Infrastructure As Code – a brief synopsis

Introduction

Infrastructure as code, otherwise known as programmable infrastructure, is one of the key practices utilized in implementing data projects in the cloud.

In this article I explain what is meant by infrastructure as code. The motivations for implementing infrastructure as code are discussed as well as the mechanics.

Motivation

The advent of virtualized computing aka virtualization heralded a new dawn in computing and the provisioning of hardware resources. Prior to virtualization, this was a process that could take weeks, if not months for projects that required significant
computing power. For example, In my own career, I remember waiting for 6 months while the needed  hardware for a key data warehouse was being provisioned !!

Virtualization has helped to change all that. Suddenly the balance of power shifted from the system administrators who provide these resources to the developers who request these resources for their projects. With virtualized server farms, developers could provision and configure high-end computing nodes for a project in minutes rather than days or weeks.

This trend has only accelerated with the move to cloud computing and the public cloud in the past 5 years.
In public cloud computing scalable information resources are provided as a service to multiple external customers via the Internet.
In fact the cloud computing era has only been made possible because of virtualization – so much so that it is often dubbed as Virtualization 2.0.

Evolution to the cloud

The top 3 public cloud platforms are : Google Cloud Platform, Amazon AWS & Microsoft Azure.

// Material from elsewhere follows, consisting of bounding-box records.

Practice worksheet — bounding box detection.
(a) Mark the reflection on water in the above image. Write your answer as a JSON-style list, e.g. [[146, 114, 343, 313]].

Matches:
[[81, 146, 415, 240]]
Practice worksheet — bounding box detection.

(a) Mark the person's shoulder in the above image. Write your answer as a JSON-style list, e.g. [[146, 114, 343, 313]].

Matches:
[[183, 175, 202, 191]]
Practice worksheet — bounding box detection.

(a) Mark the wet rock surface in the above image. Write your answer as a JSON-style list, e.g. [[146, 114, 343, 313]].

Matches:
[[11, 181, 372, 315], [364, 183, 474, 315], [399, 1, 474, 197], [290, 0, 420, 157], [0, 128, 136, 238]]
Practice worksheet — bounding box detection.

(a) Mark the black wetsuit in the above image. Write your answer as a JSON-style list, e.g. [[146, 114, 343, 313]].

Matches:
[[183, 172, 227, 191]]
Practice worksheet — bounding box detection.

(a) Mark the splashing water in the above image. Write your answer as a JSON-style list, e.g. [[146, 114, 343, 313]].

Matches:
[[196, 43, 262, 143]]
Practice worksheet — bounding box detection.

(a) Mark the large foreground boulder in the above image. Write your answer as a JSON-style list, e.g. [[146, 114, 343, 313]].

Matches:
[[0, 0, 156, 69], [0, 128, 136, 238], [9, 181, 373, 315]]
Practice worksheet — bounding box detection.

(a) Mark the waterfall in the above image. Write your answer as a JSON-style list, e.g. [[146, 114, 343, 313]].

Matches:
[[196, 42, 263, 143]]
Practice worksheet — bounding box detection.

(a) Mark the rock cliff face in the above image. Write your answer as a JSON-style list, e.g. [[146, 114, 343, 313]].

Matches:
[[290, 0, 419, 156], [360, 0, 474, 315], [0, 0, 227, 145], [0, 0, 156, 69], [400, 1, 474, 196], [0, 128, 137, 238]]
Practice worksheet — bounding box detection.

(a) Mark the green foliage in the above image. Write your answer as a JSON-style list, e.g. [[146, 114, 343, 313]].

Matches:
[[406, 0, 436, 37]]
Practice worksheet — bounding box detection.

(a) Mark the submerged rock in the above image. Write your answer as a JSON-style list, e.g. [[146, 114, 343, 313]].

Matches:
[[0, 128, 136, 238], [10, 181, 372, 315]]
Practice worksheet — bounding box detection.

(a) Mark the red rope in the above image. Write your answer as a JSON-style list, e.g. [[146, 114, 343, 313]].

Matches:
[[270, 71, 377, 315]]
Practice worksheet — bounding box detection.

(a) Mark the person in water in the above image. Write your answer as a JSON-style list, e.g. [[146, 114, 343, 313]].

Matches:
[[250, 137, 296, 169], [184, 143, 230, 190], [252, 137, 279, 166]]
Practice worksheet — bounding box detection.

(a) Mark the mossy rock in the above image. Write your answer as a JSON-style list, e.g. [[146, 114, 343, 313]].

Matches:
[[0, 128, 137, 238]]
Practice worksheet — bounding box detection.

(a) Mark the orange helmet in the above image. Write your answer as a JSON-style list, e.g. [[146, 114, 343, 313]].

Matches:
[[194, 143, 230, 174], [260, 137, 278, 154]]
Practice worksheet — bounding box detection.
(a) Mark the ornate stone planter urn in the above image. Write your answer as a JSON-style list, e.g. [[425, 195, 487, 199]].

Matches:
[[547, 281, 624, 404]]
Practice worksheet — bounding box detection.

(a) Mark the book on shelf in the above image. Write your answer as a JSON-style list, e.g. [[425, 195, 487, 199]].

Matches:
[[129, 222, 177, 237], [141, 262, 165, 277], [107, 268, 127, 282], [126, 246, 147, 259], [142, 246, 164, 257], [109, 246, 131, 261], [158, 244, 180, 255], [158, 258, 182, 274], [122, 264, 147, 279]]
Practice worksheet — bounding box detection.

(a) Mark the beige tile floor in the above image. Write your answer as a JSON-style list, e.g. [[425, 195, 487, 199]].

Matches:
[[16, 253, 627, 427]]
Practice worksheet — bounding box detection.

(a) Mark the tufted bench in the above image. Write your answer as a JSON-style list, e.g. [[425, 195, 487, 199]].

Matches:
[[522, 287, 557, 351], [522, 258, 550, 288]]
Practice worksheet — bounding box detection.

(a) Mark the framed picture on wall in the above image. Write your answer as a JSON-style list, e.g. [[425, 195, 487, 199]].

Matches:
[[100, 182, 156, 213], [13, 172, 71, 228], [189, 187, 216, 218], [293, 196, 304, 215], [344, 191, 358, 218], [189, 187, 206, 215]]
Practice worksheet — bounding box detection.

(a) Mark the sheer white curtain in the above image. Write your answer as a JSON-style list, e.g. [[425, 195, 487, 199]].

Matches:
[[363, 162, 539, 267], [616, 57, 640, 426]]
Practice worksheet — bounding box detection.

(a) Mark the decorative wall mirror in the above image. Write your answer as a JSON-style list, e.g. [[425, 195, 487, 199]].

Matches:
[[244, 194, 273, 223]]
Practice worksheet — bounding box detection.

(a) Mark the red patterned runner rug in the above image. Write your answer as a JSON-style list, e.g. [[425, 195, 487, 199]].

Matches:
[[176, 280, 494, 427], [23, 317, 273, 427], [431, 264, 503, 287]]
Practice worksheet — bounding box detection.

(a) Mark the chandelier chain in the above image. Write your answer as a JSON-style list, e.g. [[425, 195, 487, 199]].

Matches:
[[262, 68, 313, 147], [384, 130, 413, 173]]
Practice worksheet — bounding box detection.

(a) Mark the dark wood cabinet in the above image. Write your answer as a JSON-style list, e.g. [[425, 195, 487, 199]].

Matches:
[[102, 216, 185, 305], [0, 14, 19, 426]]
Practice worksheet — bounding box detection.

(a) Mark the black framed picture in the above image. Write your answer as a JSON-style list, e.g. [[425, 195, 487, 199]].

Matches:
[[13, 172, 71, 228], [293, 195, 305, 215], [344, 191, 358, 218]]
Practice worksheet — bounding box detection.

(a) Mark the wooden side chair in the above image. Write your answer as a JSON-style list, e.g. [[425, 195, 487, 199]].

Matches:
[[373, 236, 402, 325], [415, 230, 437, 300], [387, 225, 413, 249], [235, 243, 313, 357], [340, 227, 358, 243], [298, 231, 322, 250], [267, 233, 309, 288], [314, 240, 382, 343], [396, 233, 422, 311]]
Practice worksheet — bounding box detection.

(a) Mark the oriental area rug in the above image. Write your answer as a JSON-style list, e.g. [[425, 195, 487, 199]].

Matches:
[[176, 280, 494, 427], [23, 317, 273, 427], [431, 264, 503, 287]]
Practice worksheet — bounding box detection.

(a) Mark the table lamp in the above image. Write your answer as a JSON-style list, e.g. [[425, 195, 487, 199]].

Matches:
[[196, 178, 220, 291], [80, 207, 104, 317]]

Each of them provide a range of services including but not limited to:

  • Virtual Servers & Scalable Computing on Demand
  • Durable Storage
  • Relational Databases
  • Analytics & Big Data processing

and so on. A more detailed view of the services offered by the various cloud providers is available in the Appendix.

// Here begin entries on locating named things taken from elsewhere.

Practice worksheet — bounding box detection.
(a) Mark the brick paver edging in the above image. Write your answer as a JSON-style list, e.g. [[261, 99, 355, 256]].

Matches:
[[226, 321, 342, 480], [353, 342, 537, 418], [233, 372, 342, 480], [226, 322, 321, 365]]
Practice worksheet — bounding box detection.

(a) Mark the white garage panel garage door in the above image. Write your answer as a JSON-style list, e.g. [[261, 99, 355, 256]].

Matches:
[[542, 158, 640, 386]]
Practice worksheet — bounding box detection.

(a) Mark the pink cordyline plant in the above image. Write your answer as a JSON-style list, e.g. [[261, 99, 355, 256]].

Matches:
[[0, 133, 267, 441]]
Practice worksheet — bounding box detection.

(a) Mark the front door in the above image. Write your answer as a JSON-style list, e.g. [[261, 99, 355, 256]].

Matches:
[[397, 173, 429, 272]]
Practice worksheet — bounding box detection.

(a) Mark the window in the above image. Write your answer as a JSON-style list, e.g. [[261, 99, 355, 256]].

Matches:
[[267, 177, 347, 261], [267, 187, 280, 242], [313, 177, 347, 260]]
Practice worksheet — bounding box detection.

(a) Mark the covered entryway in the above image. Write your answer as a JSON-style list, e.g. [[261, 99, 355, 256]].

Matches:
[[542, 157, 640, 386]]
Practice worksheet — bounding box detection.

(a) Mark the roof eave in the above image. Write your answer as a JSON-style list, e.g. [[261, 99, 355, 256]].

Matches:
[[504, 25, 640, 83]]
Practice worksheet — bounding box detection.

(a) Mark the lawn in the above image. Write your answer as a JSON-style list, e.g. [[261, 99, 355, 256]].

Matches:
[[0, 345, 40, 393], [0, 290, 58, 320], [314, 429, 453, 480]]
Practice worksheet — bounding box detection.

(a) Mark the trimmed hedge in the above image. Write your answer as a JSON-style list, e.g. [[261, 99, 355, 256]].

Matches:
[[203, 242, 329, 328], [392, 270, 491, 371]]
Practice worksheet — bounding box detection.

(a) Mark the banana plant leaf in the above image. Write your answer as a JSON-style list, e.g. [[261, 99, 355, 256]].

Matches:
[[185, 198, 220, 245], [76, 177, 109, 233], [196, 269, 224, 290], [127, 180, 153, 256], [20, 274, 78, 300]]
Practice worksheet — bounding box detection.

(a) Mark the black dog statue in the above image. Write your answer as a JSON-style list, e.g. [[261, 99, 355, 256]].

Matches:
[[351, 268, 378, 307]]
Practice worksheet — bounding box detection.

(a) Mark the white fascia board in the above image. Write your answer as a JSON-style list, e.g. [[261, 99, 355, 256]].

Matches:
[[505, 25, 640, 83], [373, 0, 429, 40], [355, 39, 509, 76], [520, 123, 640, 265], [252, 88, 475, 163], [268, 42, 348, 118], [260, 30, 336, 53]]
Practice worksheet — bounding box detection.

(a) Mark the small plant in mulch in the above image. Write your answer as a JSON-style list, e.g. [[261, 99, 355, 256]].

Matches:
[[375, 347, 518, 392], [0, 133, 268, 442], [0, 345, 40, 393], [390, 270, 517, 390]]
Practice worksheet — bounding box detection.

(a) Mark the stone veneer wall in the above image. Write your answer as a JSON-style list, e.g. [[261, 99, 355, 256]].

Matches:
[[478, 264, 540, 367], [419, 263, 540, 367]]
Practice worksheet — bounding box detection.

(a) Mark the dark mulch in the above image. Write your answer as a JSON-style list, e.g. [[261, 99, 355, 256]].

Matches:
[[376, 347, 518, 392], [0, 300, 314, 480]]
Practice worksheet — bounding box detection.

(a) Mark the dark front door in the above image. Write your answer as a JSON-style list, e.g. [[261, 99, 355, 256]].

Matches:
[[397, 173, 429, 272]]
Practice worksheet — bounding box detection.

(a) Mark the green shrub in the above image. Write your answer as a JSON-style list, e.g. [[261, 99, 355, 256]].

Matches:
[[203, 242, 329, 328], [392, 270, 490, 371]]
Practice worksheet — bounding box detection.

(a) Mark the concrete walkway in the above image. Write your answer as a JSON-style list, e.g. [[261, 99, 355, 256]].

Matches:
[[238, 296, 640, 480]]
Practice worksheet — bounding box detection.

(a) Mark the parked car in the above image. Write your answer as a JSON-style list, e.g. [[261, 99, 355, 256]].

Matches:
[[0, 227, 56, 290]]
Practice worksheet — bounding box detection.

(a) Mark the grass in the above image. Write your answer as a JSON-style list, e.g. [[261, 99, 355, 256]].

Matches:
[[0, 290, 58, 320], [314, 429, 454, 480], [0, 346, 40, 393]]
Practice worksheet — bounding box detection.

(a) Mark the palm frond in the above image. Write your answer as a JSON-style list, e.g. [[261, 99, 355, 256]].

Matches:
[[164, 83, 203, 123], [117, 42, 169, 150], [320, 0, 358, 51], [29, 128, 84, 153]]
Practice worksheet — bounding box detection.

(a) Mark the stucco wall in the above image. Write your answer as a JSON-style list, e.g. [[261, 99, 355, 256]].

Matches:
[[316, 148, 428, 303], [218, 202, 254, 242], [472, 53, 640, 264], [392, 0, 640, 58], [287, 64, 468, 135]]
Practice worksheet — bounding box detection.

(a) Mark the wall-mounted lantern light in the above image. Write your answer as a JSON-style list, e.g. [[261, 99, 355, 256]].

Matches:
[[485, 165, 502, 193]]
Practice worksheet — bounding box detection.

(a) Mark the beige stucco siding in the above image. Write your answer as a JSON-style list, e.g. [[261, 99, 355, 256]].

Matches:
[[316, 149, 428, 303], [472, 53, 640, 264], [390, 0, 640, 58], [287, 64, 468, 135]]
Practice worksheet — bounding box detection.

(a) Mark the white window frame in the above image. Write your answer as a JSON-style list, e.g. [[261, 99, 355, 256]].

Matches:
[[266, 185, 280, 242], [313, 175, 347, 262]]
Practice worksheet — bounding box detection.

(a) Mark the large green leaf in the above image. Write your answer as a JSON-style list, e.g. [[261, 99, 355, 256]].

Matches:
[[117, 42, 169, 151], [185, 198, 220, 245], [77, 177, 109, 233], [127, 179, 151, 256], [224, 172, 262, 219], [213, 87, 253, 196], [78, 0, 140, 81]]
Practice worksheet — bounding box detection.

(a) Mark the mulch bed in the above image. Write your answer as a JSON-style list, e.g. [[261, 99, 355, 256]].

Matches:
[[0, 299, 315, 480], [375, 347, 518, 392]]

Each cloud customer can request services through a web service api that is accessible via their accounts.
In the pre-virtualization and pre-cloud era the provision and management of computing resources was done in a rather manual fashion. Once the hardware was provisioned, a system administrator would install an operating system and needed software, setup networking and databases based on requirements from the development teams. This was appropriate and feasible given the length of time it took to get resources provisioned.
In the cloud era, however, the situation is very different. Developers can request and provision services at will and in the case of distributed computing at a high volume. Sticking to the old manual approach becomes infeasible and error prone.
For example, imagine a large project involving Hadoop MapReduce and a cluster of 5 nodes for the development and 50 nodes for scale testing and QA. To keep costs in check, the development team may wish to provision machines repeatedly and shut them down after use.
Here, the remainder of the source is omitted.